Böyle diyerek beni yüreklendirmişti, telefonda.
Berrin Uyar, 12 Martlar da, 12 Eylüller'de işkence görmüş, kendini Almanya'ya atarak kurtulmuştu. “Yıldırım bölge" kadınlar koğuşunda yatmış; 12 Eylül den sonra. Metris'te Reha İsvanla birlikte, tutukluluğu paylaşmıştı.
İşkence gördün mü?
Evet!
İstanbul'da yakalanıp, Ankara’ya götürülmüştü. Çocukluğu Cebeci'de geçmişti. Zerrin de anımsıyordu, Cebeci'de geçen çocukluk yıllarını.
Bavulu, Essen istasyonunda bir dolaba kilitleyip önce hafif bir şeyler yemek istedik. Tutukluluk yaşamından birkaç kopuk kesiti anlatıyordu Berrin.
Ali Ulvi yüzünden çok dayak yedim, biliyor musunuz?
Karikatürist Ali Ulvi yüzünden?
Evet! Bakın anlatayım; Ali Ulvi'yi görürseniz selamlarımı söyleyin; gözaltında, bana bir liste verdiler. Bunda bir sürü adlar vardı: Süleyman Demirel'den, bilmem kime dek. Sorduklarının içinde Ali Ulvi de vardı. Ali Ulvi'yi Cumhuriyetten, karikatürlerinden tanıyordum.

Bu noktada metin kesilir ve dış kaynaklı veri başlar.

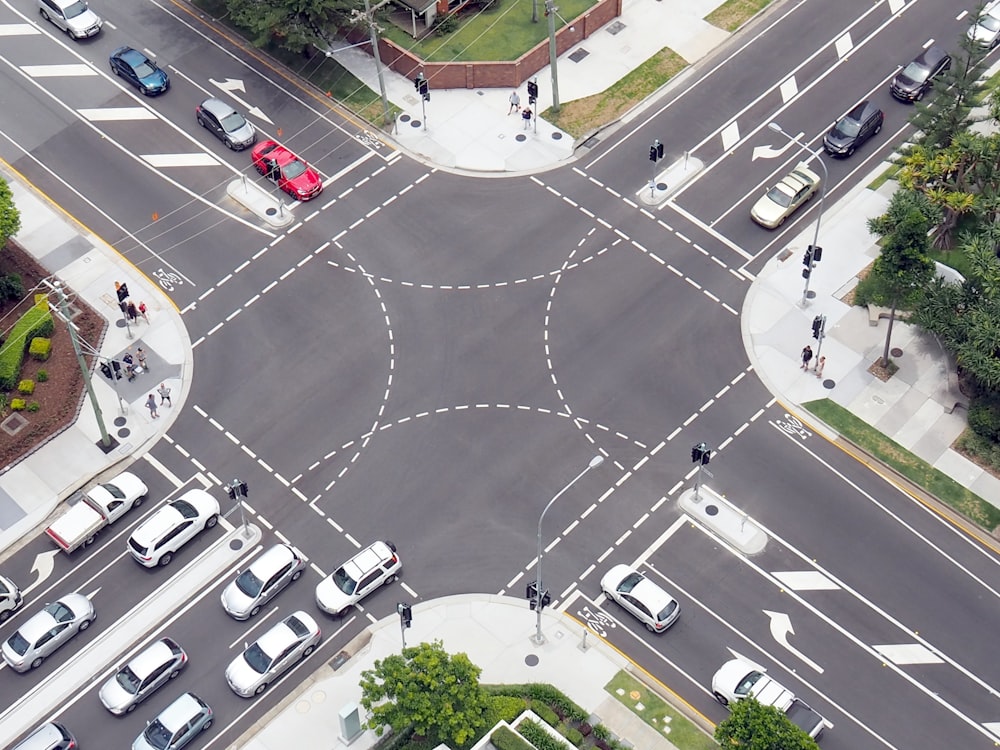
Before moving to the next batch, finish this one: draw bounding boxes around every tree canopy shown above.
[361,641,487,746]
[715,696,819,750]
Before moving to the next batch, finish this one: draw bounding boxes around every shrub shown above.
[28,336,52,362]
[490,727,532,750]
[0,294,55,391]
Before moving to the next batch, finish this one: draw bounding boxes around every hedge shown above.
[0,294,55,391]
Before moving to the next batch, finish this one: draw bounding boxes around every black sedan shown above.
[109,47,170,96]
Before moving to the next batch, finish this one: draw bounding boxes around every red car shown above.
[251,141,323,201]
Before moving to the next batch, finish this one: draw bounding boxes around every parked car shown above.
[823,99,885,156]
[889,45,951,102]
[132,693,213,750]
[126,489,219,568]
[45,471,149,554]
[108,47,170,96]
[194,97,257,151]
[965,0,1000,50]
[2,594,97,672]
[36,0,104,39]
[11,721,78,750]
[0,576,24,622]
[226,611,322,698]
[98,638,187,716]
[251,141,323,201]
[221,544,306,620]
[601,565,681,633]
[316,542,403,617]
[750,162,821,229]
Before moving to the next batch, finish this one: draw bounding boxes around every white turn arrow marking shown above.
[208,78,274,125]
[21,549,59,594]
[750,133,805,161]
[762,609,823,674]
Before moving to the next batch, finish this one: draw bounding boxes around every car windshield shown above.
[618,572,642,594]
[222,112,247,133]
[236,570,264,596]
[115,667,139,695]
[42,602,73,622]
[142,719,172,750]
[283,159,306,180]
[7,630,29,656]
[833,117,861,138]
[101,482,125,500]
[63,2,87,18]
[767,187,792,208]
[170,500,198,518]
[243,643,271,674]
[902,60,931,83]
[333,568,358,595]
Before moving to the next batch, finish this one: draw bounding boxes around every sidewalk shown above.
[230,595,688,750]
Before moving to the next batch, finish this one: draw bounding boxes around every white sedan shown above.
[750,162,822,229]
[601,565,681,633]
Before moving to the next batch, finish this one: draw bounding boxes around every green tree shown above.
[361,641,487,746]
[0,179,21,245]
[715,696,819,750]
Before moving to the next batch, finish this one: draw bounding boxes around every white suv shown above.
[127,489,219,568]
[316,542,403,617]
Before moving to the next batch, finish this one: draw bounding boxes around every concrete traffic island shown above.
[677,485,767,555]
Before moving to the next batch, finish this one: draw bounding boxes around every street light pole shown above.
[532,455,604,646]
[767,122,830,307]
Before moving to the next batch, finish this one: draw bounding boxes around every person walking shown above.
[507,89,521,117]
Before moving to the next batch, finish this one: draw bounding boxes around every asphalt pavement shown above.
[0,0,1000,749]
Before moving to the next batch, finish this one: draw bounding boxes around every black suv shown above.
[823,99,885,156]
[889,45,951,102]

Ali Ulvi'yi tanıyor musun diye sordular.
Tanıyorum!
Nasıl tanıdın anlat!
Öyle tanımadım.. Karikatürlerinden tanıdım..
Sen bizimle dalga mı geçiyorsun kaltak! Basıyorlardı sopayı. Çok dayak yedim anlayacağınız Ali Ulvi yüzünden. Meğer, Ali Ulvi adında aradıkları bir örgüt lideri varmış; onu sorarlarmış.
12 Martlar'da, benzeri birkaç olayı Tahsin Saraç tan, başka kimi arkadaşlardan dinlemiştim. Tahsin Saraç'a sormuşlar
Mustafa Ekmekçi'yi nereden tanıyorsun?
-Yazılarından demiş Tahsin. Fakat kendi kendine düşünüp bulmaya çalışmış, “Ekmekçi’yi neden sordular!" diye. Arkasından Mümtaz Soysal’ı sormuşlar. O zaman anlamış niye sorduklarını. Mümtaz’la adlarımızın telefon defterinde art arda yazıldığını anımsamış.
Berrin Uyar, Reha İsvan'ı çok sevmiş Metris te. “Ne iyi bir insandı" diyor. “Ne olur benim sevgilerimi, saygılarım söyleyin! '
Tabii söylerim; Reha İsvan’ın son kitabı elimde. Onu okuyorum! "Gün Olur Devran Döner" Bilgi Yayınevi’nden çıktı.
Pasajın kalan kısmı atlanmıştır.